Later, when they lay spent on the cropped grass, gazing up at speckled sunshine glistening amongst the green leaves of an old oak, he swore softly through gritted teeth and she laughed. ‘Don’t tell me you want it again, so soon?’

‘No, witch, leave me alone. Why do I feel so damn guilty?’

Kath smoothed a languorous hand over the broad chest and down the length of his flat stomach. ‘I can’t imagine. It’s not as if you’re engaged or anything, is it? You’re still a free man.’

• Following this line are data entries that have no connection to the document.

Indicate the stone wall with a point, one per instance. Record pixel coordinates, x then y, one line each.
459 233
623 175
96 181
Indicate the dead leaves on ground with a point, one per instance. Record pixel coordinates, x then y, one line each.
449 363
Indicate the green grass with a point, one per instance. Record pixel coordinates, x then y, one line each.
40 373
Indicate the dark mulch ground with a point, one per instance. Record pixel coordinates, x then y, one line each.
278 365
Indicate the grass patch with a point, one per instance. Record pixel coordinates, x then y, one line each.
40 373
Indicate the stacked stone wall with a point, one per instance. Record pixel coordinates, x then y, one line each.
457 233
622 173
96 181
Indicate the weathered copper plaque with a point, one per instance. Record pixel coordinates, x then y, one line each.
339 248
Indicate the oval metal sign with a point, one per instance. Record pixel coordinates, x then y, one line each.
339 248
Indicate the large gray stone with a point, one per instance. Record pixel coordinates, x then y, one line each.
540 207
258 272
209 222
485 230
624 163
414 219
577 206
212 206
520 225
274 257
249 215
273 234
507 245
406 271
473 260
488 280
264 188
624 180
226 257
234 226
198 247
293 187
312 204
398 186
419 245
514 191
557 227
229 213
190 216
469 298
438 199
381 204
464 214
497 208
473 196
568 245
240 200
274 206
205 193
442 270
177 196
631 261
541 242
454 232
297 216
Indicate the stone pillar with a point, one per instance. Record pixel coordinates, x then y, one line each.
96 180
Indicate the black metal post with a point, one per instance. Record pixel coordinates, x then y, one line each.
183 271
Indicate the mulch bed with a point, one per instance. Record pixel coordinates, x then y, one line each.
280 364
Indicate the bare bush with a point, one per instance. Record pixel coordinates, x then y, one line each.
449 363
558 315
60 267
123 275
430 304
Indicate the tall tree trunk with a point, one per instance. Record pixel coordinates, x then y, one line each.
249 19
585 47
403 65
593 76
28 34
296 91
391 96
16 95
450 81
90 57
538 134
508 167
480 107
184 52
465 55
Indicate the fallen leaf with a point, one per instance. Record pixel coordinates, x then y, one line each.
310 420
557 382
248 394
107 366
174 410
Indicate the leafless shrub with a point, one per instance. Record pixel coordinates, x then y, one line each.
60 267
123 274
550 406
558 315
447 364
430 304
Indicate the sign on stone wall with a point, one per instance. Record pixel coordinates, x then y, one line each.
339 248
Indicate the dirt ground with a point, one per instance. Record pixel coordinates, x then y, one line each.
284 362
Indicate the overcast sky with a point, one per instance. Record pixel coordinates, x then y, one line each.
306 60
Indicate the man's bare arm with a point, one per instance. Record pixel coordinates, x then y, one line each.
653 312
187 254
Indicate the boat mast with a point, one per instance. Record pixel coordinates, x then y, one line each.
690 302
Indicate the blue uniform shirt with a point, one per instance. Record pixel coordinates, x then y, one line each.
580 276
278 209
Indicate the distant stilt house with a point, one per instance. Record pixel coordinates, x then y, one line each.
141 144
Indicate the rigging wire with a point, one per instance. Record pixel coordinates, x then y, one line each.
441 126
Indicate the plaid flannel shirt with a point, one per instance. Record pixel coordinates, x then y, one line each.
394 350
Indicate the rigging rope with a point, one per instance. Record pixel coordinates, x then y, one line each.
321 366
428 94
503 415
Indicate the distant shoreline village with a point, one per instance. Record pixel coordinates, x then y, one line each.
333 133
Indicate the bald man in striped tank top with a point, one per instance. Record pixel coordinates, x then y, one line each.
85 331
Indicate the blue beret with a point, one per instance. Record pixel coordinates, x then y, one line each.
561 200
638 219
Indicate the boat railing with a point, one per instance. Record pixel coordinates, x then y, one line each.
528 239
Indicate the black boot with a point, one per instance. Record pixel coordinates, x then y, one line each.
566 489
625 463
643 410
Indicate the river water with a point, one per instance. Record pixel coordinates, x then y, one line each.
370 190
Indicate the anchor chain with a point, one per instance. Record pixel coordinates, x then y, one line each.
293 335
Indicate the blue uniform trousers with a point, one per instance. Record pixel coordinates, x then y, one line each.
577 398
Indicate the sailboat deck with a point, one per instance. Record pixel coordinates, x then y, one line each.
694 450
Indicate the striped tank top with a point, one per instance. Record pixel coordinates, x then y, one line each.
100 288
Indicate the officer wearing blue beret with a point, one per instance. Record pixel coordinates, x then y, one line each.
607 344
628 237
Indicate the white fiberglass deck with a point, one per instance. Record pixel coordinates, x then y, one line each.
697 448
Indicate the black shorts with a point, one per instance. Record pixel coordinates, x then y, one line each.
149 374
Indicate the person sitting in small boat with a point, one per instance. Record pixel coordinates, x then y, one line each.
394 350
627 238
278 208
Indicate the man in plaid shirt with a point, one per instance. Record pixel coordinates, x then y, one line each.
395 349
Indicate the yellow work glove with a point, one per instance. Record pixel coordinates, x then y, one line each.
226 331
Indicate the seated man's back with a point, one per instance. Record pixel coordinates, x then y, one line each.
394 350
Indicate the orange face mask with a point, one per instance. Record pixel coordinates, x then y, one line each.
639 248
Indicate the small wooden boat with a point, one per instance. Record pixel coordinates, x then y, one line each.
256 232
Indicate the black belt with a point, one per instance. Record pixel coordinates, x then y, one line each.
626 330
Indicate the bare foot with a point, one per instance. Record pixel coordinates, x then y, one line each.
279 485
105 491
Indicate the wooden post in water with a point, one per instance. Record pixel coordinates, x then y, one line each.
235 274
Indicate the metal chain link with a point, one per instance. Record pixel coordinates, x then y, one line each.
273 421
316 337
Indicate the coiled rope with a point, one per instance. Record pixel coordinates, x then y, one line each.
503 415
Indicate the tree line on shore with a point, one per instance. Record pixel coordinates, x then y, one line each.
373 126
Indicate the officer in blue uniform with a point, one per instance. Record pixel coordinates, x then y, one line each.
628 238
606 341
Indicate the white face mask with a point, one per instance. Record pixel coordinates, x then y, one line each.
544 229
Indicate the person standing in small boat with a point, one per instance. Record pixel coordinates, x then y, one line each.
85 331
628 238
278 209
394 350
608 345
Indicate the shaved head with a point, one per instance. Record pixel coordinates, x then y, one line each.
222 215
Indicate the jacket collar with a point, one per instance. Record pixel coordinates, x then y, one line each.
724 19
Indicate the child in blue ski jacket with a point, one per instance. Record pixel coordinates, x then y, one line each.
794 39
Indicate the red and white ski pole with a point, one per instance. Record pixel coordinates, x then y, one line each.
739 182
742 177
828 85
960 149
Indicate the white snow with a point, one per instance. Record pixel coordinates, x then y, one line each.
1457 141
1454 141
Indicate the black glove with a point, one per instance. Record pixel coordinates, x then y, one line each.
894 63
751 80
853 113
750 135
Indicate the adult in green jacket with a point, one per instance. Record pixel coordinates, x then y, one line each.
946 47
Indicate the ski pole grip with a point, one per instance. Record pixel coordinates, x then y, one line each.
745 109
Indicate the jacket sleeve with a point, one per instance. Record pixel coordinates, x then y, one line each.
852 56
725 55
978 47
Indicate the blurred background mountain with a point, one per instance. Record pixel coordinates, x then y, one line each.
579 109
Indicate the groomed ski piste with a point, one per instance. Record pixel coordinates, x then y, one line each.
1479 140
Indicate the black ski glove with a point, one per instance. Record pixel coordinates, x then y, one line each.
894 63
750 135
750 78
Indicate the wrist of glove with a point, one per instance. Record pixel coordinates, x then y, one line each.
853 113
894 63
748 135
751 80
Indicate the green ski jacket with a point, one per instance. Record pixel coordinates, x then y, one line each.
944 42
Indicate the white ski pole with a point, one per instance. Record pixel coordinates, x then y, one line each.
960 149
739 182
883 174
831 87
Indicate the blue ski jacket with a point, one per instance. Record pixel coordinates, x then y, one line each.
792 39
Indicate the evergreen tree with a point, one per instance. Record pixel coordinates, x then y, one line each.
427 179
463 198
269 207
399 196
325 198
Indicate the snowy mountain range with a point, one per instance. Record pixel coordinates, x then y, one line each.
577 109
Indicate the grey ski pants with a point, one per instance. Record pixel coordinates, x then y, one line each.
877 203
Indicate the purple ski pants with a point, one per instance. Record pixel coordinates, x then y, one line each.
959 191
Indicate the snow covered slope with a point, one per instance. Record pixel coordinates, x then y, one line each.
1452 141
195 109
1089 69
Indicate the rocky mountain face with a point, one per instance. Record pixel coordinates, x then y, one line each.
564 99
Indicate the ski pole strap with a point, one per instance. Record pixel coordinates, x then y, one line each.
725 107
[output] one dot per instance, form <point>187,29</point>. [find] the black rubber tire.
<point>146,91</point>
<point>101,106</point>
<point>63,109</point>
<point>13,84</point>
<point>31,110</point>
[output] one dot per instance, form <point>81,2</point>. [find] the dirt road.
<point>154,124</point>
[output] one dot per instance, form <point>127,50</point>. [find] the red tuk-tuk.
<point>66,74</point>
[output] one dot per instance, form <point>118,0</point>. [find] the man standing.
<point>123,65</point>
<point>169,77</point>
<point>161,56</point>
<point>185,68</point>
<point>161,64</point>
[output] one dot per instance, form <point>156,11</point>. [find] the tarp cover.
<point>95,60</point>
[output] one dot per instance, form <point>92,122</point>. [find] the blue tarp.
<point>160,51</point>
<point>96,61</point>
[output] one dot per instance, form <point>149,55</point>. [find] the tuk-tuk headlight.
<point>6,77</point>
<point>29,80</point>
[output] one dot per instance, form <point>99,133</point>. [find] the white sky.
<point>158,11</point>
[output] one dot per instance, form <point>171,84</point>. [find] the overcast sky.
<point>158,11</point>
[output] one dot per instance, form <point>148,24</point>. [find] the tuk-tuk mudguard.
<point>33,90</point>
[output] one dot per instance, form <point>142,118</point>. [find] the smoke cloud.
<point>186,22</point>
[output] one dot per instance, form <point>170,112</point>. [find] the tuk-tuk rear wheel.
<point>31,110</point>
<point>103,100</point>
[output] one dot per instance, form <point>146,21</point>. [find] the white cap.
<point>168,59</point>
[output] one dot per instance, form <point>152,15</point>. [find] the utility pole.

He pushed her hand away and sat up. When she was touching him like that he couldn’t think clearly. ‘Meg seems to be making plans.’ He couldn’t understand how it was that matters were moving so fast between them. She’d have him buying a ring soon if he didn’t watch out, and he hadn’t yet decided yet if that was what he wanted. Nor could he quite bring himself to give her up.

Kath sighed deeply, closing her eyes against the sun and enjoying the heat of it on her bare skin. ‘Nonsense. Tell her not to. Life is too short for plans.’

‘She spends hours at the farm with my dad. Keeps talking about farming. I think she’s more besotted with the sheep than me.’